Planning officials at Cork County Council have recommended that a windfarm which is proposed for a location in the Múscraí Gaeltacht and straddling the border with Kerry should be rejected by An Bord Pleanála because it would have an adverse impact on local ecological diversity.
The 14 turbine wind farm has been proposed for Gort Uí Rathaille/Gortyrahilly between the villages of Cúil Aodha and Béal Átha’n Ghaorthaidh with turbine height being 185m.
As the proposed development has been designated a strategic development, the ultimate decision whether to allow the development or not is for An Bord Pleanála rather than Cork County Council. The authority’s report was presented as a recommendation to reject rather than a decision of a planning authority.
In a report presented by Michael Lynch to the Council at its meeting on Monday, the Planning Department set out its objections to the proposal.
Citing the objective in the County Development Plan ‘to protect and where possible enhance areas of local biodiversity value, ecological corridors and habitats, the document presents the council said that the facilitation of the proposed development would ‘ultimately result in the loss of a significant area of Annex 1 Habitat and thus further reduce the extent of these diminishing and pressurised habitats at both a county and national level’.

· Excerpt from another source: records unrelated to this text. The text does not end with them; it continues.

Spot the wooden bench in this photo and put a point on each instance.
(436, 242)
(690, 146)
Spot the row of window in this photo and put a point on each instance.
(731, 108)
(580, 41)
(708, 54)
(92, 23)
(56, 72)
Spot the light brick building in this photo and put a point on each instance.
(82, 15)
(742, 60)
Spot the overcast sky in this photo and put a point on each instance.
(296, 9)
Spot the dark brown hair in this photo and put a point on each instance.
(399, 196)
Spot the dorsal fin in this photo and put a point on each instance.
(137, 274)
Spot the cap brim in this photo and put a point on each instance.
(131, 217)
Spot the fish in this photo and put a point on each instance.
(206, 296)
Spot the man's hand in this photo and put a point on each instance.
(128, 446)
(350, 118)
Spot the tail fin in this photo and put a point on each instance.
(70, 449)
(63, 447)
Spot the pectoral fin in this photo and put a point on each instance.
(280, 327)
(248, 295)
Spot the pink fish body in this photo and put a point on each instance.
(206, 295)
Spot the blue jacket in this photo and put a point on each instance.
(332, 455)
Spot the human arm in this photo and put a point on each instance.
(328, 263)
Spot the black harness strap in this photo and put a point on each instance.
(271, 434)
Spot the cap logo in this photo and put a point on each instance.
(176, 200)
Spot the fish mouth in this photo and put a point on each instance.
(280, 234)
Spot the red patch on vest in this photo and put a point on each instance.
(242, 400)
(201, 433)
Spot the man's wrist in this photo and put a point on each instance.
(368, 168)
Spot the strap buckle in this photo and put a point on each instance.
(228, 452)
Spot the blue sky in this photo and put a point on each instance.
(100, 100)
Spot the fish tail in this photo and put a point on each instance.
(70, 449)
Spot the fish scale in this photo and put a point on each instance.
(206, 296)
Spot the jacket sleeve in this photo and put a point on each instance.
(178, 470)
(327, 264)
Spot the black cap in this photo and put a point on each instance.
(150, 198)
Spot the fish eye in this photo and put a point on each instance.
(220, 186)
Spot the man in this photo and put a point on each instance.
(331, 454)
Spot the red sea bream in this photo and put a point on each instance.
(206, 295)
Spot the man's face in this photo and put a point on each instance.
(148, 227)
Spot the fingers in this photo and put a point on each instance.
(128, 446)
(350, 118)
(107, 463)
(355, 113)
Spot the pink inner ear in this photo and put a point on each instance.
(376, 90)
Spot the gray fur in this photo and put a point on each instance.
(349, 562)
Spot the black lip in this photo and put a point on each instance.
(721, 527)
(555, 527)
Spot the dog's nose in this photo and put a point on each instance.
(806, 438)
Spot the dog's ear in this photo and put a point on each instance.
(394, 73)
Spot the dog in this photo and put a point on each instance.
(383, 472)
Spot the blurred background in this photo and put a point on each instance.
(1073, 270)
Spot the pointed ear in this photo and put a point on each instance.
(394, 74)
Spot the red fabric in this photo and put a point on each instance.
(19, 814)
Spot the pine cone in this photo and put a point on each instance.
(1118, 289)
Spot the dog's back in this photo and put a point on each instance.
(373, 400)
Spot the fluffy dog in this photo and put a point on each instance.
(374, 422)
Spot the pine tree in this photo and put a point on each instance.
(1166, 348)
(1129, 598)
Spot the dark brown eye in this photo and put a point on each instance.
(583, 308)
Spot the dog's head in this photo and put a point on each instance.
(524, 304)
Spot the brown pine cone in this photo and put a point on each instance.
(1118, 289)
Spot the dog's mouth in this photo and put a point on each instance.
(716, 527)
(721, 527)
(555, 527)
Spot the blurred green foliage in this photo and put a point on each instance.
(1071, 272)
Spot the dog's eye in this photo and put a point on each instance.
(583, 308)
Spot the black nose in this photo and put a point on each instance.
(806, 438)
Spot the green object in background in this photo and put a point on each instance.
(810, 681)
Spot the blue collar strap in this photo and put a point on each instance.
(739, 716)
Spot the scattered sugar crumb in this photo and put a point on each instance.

“There are significant concerns relating to this proposal regarding its location within habitats of county and national importance and the inadequacy of the information and assessment provided by way of supporting documentation,” the report states.
The report cites a lack of sufficient detail in the Natura Impact Statement which accompanied the proposal that the development, should it go ahead, would not have adverse effects on the Killarney National Park, the Macgillycuddy Reeks and the Caragh Lake Catchment Special Area of Conservation as well the Mullaghanish to Musheramore Special Protection Area.
“It is the considered view of Cork County Council that based on the information submitted and the detailed assessment provided above that a refusal should be issued by An Bord Pleanála.”
While the Council’s planning department’s submission will be sent to An Bord Pleanála and must be done prior to November 22, only one councillor spoke on the matter at the Council.
“I am a long time supporter of wind energy,” said Cllr Gerard Murphy. The Fine Gael councillor cited the current concentration at EU level on energy and said that while he supported biodiversity, it might be necessary to give the need for energy the priority on this occasion.